I’m having a hard time. I’m trying to become a more assertive person, not passive, but certainly not aggressive. I’m also trying to learn how to ask for help. My problem with this is… it’s not me! I don’t want to come across like I am using the people I care about, by asking for too much, but yet, I am so damn stubborn about it, I come across like I don’t want the person period, which is not the case.
One of my hardships with this as well, is I am so worried about becoming too deconditioned. When my health blew up in my face after college, I was fighting just to get up and make a meal, let alone anything substantial around the house. I want to push myself to the point where I don’t get weaker… but then also not push myself so much that I make myself sick from over doing it.

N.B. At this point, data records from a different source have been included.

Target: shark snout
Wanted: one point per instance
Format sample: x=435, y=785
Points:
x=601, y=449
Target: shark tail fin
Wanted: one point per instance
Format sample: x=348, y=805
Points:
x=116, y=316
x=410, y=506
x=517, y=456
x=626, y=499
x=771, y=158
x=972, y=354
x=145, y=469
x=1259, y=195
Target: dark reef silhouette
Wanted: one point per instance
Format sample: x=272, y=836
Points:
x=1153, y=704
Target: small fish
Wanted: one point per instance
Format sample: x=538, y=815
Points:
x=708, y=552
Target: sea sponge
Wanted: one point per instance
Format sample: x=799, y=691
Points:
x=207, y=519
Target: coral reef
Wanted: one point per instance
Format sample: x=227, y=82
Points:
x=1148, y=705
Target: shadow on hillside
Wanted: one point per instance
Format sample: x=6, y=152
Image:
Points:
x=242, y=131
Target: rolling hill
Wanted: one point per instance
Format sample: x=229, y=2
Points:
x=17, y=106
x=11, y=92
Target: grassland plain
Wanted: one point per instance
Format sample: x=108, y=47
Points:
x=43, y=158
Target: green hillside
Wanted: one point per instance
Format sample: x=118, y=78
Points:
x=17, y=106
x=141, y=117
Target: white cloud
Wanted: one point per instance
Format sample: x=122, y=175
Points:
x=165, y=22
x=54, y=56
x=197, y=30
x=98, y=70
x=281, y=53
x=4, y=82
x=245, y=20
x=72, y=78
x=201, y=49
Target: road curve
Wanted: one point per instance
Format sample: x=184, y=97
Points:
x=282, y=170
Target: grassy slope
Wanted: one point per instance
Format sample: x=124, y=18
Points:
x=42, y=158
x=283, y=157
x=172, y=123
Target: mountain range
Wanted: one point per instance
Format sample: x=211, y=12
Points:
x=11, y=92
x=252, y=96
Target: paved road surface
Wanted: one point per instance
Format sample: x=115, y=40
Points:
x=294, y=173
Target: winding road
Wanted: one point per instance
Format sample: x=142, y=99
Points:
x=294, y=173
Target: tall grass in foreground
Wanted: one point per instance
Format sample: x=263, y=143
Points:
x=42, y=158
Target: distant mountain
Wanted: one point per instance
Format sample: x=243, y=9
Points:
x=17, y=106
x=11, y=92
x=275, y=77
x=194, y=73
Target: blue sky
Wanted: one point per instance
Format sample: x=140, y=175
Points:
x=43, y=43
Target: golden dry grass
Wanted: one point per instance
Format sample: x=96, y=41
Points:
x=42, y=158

My counselor Susan was amazing today explaining it to me. Think, “Does doing this (or not doing this) hinder my health?” And then do what is overall better for me. It’s going to be very hard to do that. I bawled lots. When it came to me not wanting to become too weak, she said just to take more advantage of the resources I have on the days I have them. Like with my PSW Lilian and my Peer Worker Holly. That’s only two days of the week. I know I am bad for not having them do more. If I feel too sick to go out as well, have Holly go and get what I need, not just have nothing done like I would normally do.

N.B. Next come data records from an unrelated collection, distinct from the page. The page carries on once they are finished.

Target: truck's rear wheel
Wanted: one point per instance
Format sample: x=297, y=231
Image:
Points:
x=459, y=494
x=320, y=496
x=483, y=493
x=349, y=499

So I went to the dentist for my cleaning yesterday. It was VERY rough bc I was NOT feeling well. I got through it though, and feel better for having done it.
I dog sat Niles today. I love spending time with my mom’s pup. He’s too funny, and really good with Zeus. OMG I could NOT have a dog still for sure. Any time I went outside, I took him with me to prevent any accidents from him being territorial being away from home. No messes! He also flirted and cuddled lots with Susan. I feel wrecked from it and it was nothing!
I was supposed to watch him tomorrow as well for mom, bc she has a showing at her house, and they might not have been home in time from Kingston, but she thinks she will be, and said not to worry about it. Yet again I feel bad… what do you do?
Friday my Grams moves. I am going to her new apartment with her, to sit on the floor and do what unpacking I can. I think this is going to be killer for me, but these people bend over backwards for me, and I’m supposed to just bail on her? It would only be my mom and her then. Damn illnesses.